This topic was the reason I decided to create a blog.
Eloping. I have no idea why in 2017, this is still seen as such a taboo topic. Maybe not taboo but it does have a general negative connotation associated it.
I’ve been asked multiple times since we announced that we had eloped, why we did it. The ‘right’ answer I guess would be ‘because we love each other and didn’t want to wait’ and while in part that is true, we were happy never getting married. Due to German Law and my visa situation, the easiest and most effective solution was for us to marry and for me to use Andrews visa as his spouse. De Facto relationships although recognized didn’t warrant me to a spouse visa, we needed to be legally married. The Tax Break in Germany for married couples is an added bonus.
We had been together 5 years at this point and we both thought we would do it eventually just not this soon. ‘Why don’t you fly back and do it in Australia so everyone can witness it?’ we were asked by the very few that knew beforehand. We had considered it, Andrew and I had long discussions about whether we should or not, but ultimately it didn’t sit right with me getting married in Australia.
I was happy to never be married. It is something that Andrew and I had discussed and we both come from broken homes and ultimately knew that a marriage doesn’t always mean forever. We have lived together for years and have a life together so it wasn’t a high priority for either of us. I promised myself years ago, probably about the time I met some incredible human beings, that I wouldn’t get married until everybody could get married in Australia. As of October 2017, Australia, a country that holds the title of world’s most liveable city 7 years in a row, still does not recognize and offer equality. I was in tears telling Andrew that I didn’t want to have a big celebration and get married in front of everyone when a lot of my nearest and dearest currently can’t, especially since neither of us had a strong desire to do it.

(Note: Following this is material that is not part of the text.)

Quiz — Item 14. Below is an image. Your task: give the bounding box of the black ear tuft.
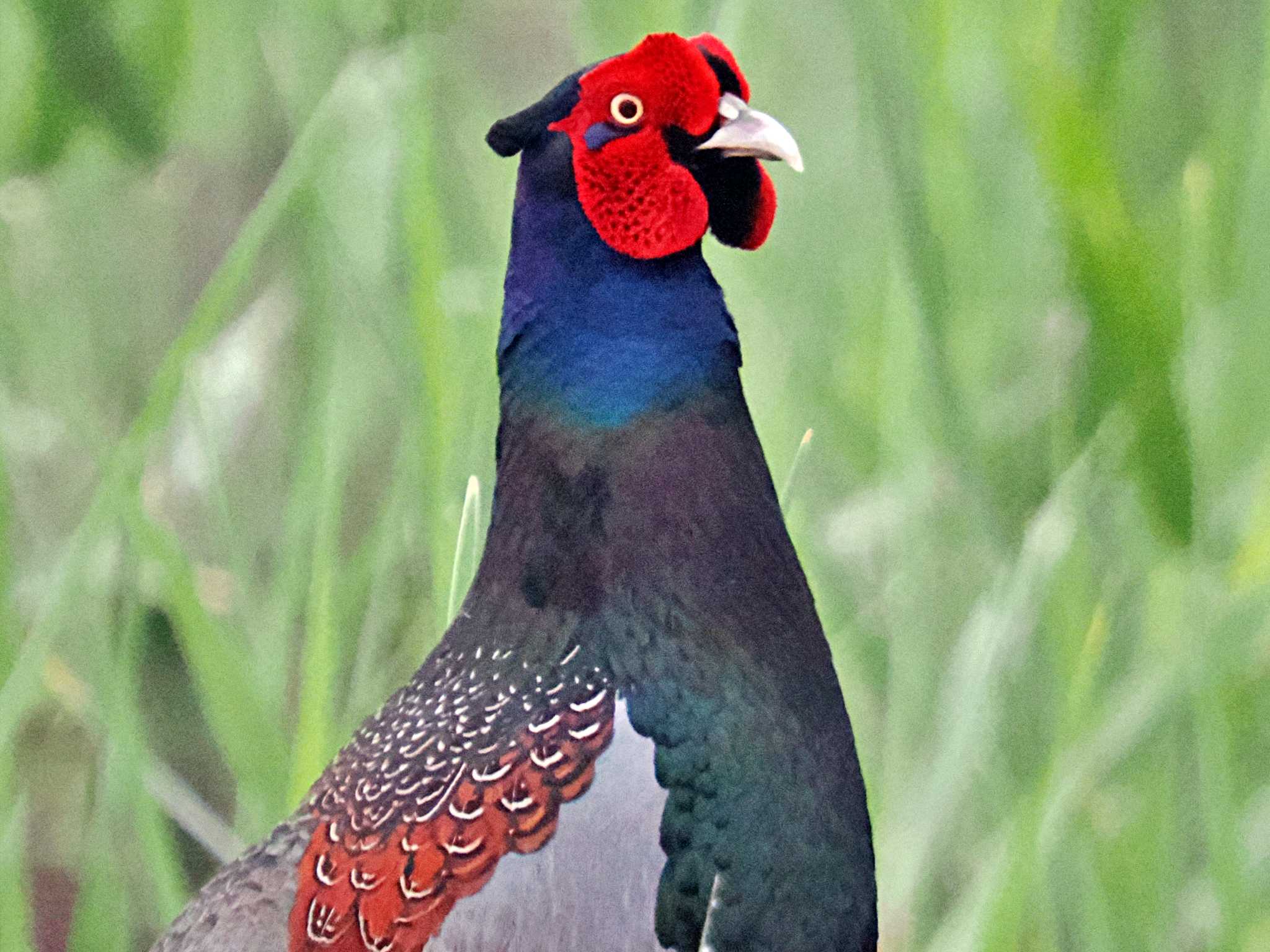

When we realized that marriage was the best solution for us to continue in Germany, I don’t think I have ever been so upset. As Andrew pointed out, Germany not only recognizes same-sex marriages performed overseas (something that Australia at this stage does not) it has also just legalized same sex marriage. Whilst we eloped before the first same-sex wedding occurred in Germany, the vote and law had passed beforehand. I rationalized that since we were eloping in a country that legalized same sex marriage, it wasn’t as hypocritical as I thought.

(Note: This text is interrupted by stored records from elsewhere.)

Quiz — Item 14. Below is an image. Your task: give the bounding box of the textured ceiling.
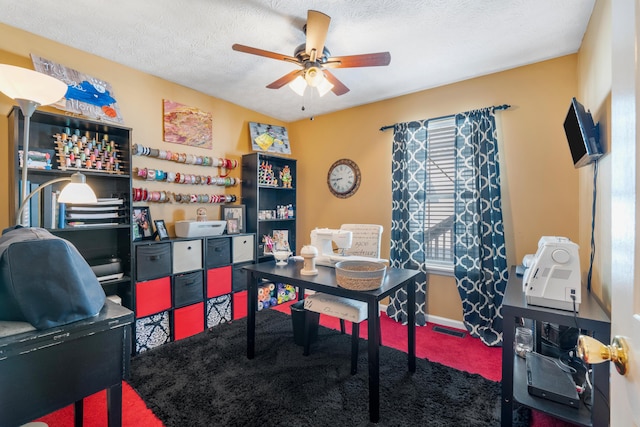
[0,0,595,122]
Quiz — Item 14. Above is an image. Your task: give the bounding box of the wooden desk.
[243,260,419,423]
[502,267,611,427]
[0,300,133,427]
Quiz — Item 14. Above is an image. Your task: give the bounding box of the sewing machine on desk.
[311,228,387,267]
[522,236,581,311]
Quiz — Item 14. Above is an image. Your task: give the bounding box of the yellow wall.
[578,0,612,309]
[0,25,579,320]
[289,55,578,320]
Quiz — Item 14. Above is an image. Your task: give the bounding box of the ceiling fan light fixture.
[304,67,324,87]
[289,76,307,96]
[316,76,333,96]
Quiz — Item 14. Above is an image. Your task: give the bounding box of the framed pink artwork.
[162,99,213,149]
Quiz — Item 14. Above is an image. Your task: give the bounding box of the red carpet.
[37,304,572,427]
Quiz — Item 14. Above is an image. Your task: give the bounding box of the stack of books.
[64,198,126,228]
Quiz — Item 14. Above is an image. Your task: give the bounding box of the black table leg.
[73,399,83,427]
[107,383,122,427]
[500,310,516,427]
[247,273,258,359]
[367,300,380,423]
[406,279,416,372]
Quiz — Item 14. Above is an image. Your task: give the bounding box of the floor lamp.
[0,64,96,224]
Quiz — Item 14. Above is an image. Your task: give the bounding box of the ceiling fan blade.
[267,70,304,89]
[323,70,349,96]
[305,10,331,62]
[231,43,300,64]
[322,52,391,68]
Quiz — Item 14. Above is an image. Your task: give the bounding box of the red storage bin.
[173,302,204,341]
[136,277,171,318]
[207,265,232,298]
[233,291,249,320]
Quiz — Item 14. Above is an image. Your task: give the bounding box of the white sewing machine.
[522,236,581,311]
[311,228,386,267]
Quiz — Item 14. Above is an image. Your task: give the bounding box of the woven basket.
[335,261,387,291]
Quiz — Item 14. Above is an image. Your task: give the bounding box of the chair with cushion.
[303,224,383,374]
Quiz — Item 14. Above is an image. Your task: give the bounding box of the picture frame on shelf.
[153,219,169,240]
[220,205,246,234]
[133,206,155,241]
[227,218,239,234]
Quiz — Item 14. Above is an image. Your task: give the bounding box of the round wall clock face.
[327,159,360,199]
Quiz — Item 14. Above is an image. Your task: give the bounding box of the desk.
[0,300,133,427]
[243,260,419,423]
[502,267,611,427]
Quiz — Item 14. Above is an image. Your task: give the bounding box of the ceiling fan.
[232,10,391,96]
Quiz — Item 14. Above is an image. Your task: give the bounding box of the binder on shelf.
[58,203,67,228]
[42,185,54,228]
[67,213,120,219]
[16,179,31,225]
[29,182,42,227]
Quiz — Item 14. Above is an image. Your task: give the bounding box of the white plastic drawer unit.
[231,234,254,264]
[173,239,202,274]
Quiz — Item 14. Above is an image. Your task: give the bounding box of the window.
[424,116,456,270]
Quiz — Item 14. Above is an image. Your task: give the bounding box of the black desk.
[0,300,133,427]
[502,267,611,427]
[243,260,419,423]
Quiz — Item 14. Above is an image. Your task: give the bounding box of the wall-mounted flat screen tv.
[564,98,603,168]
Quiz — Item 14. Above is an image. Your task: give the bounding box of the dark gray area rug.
[129,310,526,427]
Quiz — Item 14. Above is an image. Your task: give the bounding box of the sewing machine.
[522,236,581,311]
[311,228,386,267]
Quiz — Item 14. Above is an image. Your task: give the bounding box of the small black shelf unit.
[502,266,611,427]
[8,106,132,308]
[242,152,298,262]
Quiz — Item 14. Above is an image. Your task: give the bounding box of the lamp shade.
[0,64,67,105]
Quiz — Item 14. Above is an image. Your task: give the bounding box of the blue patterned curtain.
[454,106,507,346]
[387,120,427,326]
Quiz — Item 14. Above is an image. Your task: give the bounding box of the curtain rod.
[380,104,511,132]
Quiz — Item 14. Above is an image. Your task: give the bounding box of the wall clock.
[327,159,360,199]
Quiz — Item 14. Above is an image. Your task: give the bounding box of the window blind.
[424,116,456,266]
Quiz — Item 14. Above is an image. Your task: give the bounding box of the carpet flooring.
[129,310,516,427]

That was until, this bullshit public survey appeared in Melbourne. This ‘respectful’ debate. The Supreme Court knocking down the appeal, allowing the Government to do a ‘non compulsory, non binding’ survey on whether same sex marriage should be legalized. This hurt. I balled my eyes out to Andrew when it became apparent this postal vote was going ahead, I didn’t want to elope anymore, I didn’t want to get married with this shit going on back in Australia. I didn’t want to hide something from my friends that might cause them anguish but at the same time I didn’t want to flaunt the fact that we could get married.
As the debate went on, Andrew kept reminding me that this was the right thing for us to do. Reading the comments that people would leave on Marriage Equality pages with homosexuals being referred to as ‘rapists’ ‘faggots’ ‘second class citizens’, I was crying reading these. As more and more people in my life that are affected by this, was switching off social media to avoid the shit storm, taking holidays, blogging and vlogging about how shit this thing was, I couldn’t take it. Andrew came home one day to me in tears in a corner telling him I couldn’t do this. I couldn’t get married when people close to me are having to defend their choice of partner. This was the moment that we had to tell people outside of our parents.
I didn’t want it to seem at all like we were rubbing people’s faces in our decision to get married let alone make it worse or make anyone feel like they are worth less than another person. We are all equal and I’m hoping the majority of Australians agree with that. Everyone has been so supportive since and can only hope this public vote in November swings in the way of equality so everyone else can be as happy as we are.